At the very last, he finally turned the Dharma-wheel of the Dharma Flower. The Wonderful Dharma-wheel—the wheel of the Wonderful Dharma, the Dharma Flower—is the basic aim of the Buddha. His original intent was to speak the Dharma Flower. But seeing that living beings' faculties were not mature enough, that it was not time yet, he first turned the Agama, Vaipulya, and Prajna Dharmas, and after that he turned the Dharma Flower. When he spoke the Dharma Flower, the time was right. The time had come, and so he turned the unsurpassed Dharma-wheel.
Only then did I teach and transform them. At that time, I taught and transformed all the Great Bodhisattvas, causing them to first bring forth the resolve for the Way. I enabled them to bring forth the unsurpassed Bodhi Way-mind. Now they all dwell in irreversibility. These limitless, limitless Bodhisattvas all abide at the level of irreversibility. They are irreversible in position, in thought, and in practice. They abide in those three kinds of irreversibility. And all shall become Buddhas.
I now speak the truth; the Dharma I taught you before was expedient. It was spoken to prepare you for the full truth, which I am now speaking to you. You should believe it with a single mind. You should turn your minds to become one in order to accept this true Dharma.
For endless eons, I have taught and transformed these multitudes. It is not just now, in this life, in this Saha World, that I have become a Buddha. I became a Buddha limitless eons ago. The Buddha is said to "not be born, yet be born; not cease to be, yet cease." Although he was not born, he manifested birth. Basically, he did not cease to be, and yet he appeared to enter Nirvana.

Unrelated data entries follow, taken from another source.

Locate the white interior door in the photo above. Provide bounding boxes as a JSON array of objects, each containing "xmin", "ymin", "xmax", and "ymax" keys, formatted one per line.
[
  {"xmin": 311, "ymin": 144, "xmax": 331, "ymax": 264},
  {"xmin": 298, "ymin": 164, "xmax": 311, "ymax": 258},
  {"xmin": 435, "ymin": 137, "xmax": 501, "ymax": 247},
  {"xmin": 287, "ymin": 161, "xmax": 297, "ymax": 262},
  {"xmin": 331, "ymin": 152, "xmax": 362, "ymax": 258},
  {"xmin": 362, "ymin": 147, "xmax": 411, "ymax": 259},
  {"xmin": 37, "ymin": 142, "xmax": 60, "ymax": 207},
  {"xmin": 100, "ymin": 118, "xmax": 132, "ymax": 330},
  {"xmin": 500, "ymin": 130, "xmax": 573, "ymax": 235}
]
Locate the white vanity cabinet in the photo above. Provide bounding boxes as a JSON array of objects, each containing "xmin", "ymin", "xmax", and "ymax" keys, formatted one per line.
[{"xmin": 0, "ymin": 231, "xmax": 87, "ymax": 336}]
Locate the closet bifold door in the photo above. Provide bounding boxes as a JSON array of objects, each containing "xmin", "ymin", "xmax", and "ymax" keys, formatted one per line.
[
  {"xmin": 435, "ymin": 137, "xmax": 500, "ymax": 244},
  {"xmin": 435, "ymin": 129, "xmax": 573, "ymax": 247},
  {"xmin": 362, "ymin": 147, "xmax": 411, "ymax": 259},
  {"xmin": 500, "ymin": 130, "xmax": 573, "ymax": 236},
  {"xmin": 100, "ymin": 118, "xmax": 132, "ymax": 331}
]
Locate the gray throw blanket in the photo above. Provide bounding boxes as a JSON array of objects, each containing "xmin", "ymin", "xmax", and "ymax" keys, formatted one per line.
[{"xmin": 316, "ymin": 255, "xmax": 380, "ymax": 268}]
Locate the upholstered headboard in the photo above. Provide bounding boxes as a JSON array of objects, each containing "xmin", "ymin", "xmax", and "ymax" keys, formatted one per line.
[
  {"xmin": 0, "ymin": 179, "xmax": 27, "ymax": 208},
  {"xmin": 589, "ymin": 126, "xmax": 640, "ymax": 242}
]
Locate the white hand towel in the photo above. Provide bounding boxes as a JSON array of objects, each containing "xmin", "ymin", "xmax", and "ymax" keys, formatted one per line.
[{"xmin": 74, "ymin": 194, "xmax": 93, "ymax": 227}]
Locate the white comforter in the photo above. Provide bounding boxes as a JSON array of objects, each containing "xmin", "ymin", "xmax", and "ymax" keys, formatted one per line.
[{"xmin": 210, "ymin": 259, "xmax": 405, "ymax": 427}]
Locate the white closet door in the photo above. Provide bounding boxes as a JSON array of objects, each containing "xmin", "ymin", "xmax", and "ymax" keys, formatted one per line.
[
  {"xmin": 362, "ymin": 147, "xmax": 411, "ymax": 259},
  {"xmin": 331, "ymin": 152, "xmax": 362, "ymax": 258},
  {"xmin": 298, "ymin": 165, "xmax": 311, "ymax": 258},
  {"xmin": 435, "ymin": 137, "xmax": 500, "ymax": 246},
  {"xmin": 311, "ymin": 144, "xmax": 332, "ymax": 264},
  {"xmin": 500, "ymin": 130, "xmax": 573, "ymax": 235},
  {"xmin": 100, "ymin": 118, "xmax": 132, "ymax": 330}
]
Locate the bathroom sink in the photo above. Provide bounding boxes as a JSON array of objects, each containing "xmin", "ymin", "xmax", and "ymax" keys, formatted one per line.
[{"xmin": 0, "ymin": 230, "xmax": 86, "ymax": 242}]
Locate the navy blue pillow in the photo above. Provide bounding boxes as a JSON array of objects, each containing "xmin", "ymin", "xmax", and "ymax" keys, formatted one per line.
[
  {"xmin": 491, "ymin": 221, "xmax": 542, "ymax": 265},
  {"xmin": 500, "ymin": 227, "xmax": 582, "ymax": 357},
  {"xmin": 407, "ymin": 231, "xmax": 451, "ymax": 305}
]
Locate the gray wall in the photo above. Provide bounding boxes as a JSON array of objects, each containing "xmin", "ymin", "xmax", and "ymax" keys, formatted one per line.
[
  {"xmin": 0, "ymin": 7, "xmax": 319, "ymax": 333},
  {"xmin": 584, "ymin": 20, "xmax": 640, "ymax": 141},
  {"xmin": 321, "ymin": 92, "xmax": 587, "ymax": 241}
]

In the Brahma Net Sutra, the Buddha says, "I have come to this Saha World eight thousand times." If you obtain the Way eye—the penetration of the Heavenly Eye—and take a look into how many times Shakyamuni Buddha has come into this Saha World, you will see that it is not just eight thousand times. It is not even eighty thousand times, or eight hundred thousand times, but limitless, countless times. So the Buddha is telling the real truth here.
These limitless, countless Great Bodhisattvas filling up the space of three thousand great thousand worlds are all those whom I taught when I was on the causal ground during my former lives as a Buddha. You asked under which Buddha they resolved to cultivate the Way, who taught them, and by what methods. They cultivated the Dharma-door of the Dharma Flower. They recited the Wonderful Dharma Lotus Flower Sutra. I am telling you now that I taught, transformed, and brought to accomplishment this great assembly.